I made a choice with my doctors to use pills to medically induce the actual miscarriage itself. It turns out that the pills that are abortifacients are the same pills that help you have a medically-induced miscarriage. These pills not only save you from a surgical procedure, but they also make it less likely that you will have uterine damage that would make it harder to get pregnant. So there's all sorts of reasons why it's a better way to go for a good number of people depending on how far you are along.


Right after I learned that I'd lost my first baby and that the baby was no longer living, I went to the pharmacy to get the prescription. The pharmacist — and this is in the Bay Area, California — looked at me and said, "What exactly is it that you intend to do with these pills?" I said, "Well, first of all, it's none of your business, but if you must know, it's so that I can get rid of the dead baby that I'm carrying." 


I’m sorry — I didn't realize I would get so emotional recounting these old tales, but I think what this experience revealed to me was a deep lack of empathy, a deep lack of understanding, and also an overstep of institutional boundaries.


I think that we have to figure out ways that known care holders and stakeholders within the system can have more empathy. I don't think this pharmacist was meaning to do harm, but she lacked context. I disagree with her judgment, writ large, independent of context, to ask me this. But she was, in some ways, empowered to ask these questions by a larger care system.


So that one stands out as another redesign moment. For me, it knits infertility into the broader frame of women's reproductive rights and asks how might we ensure that access is sustained for all people in ways that are both private and supportive.
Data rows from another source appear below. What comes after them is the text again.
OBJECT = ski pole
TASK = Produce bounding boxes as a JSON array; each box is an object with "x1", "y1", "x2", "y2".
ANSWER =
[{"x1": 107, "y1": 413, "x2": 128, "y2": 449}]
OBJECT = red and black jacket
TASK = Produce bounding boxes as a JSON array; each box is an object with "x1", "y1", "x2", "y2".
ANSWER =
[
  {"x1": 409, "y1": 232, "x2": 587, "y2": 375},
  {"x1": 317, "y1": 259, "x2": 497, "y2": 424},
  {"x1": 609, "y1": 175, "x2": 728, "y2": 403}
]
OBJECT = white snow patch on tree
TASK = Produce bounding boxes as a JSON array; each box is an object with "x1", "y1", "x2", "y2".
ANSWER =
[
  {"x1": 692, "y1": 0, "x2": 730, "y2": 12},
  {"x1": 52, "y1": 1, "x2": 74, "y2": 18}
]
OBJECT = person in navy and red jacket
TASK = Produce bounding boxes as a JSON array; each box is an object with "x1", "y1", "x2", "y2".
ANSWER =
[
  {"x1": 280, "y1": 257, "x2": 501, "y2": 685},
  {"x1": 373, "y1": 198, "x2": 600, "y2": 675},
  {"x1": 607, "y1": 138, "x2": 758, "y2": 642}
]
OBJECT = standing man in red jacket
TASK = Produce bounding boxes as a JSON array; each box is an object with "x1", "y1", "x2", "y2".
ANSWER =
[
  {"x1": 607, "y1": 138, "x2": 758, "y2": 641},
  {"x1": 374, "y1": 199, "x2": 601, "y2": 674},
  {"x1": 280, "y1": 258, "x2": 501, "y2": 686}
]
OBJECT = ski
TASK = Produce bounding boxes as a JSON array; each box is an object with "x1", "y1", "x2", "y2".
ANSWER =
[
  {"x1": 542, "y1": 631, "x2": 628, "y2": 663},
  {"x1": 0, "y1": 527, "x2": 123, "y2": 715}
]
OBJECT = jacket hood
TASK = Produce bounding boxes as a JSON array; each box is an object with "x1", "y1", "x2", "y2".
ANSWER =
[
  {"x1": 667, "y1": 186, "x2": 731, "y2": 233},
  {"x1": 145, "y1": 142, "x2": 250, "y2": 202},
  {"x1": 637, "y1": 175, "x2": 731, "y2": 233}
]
⁠Nina: That ecosystem is critical, and another important node within it for many is their partner. But we often hear that partners can have a hard time engaging with the fertility journey.


I was surprised to learn through our private beta that three-quarters of our members wanted more support from their partner (and was proud that 91% of people felt our program positively impacted their relationship). ⁠I’m curious how your husband felt during all of this?


Leslie:
Yes, one of the principles that really excites me about Doveras is that you're actually thinking about the couple and providing information for what the spouse could and should do, which I think was an incredibly missing part of the infertility journey. 


My husband talks about it quite often actually. He felt like as soon as we got labeled and put in that “multiple miscarrier” category, he ceased to exist. A major bias we experienced was this focus on a singular parent, and that parent tends to be female. 


Why is this the case when we know that this division doesn’t support an overall action plan and outcomes! Plus, it was deeply frustrating for both of us and really reinforced the notion that you were in this alone. 

Nina: To wrap up, I’m curious what advice you have to people who might be going through something similar today.


Leslie:
I’ll caveat it by saying it's up to everyone's personal discretion and their own desire for privacy versus publicity — but the guidance of “don't share that you're pregnant until the second trimester because you might miscarry” I think really does disservice to the fact that if you miscarry, you will probably really need other people's support. It puts it into a position of shame, even if unintentionally.  


So I believe, hey, if you want the support of your mom, your sister, your best friend, whomever it is, bring those people along the ride with you as early as possible so that they can support you both in the joy and the sorrow is essential.

Nina: Thanks Leslie.


Leslie:
Thank you! I'd be remiss if I didn't say that this was just the journey to the starting line. Then, man, oh man, has it been a wild journey of ups and downs over the last 11 and a half years, and hopefully for many more years onward. 


So I hope that for all of the Doveras members and the many, many more out there, that they get to whatever that starting line looks like for them.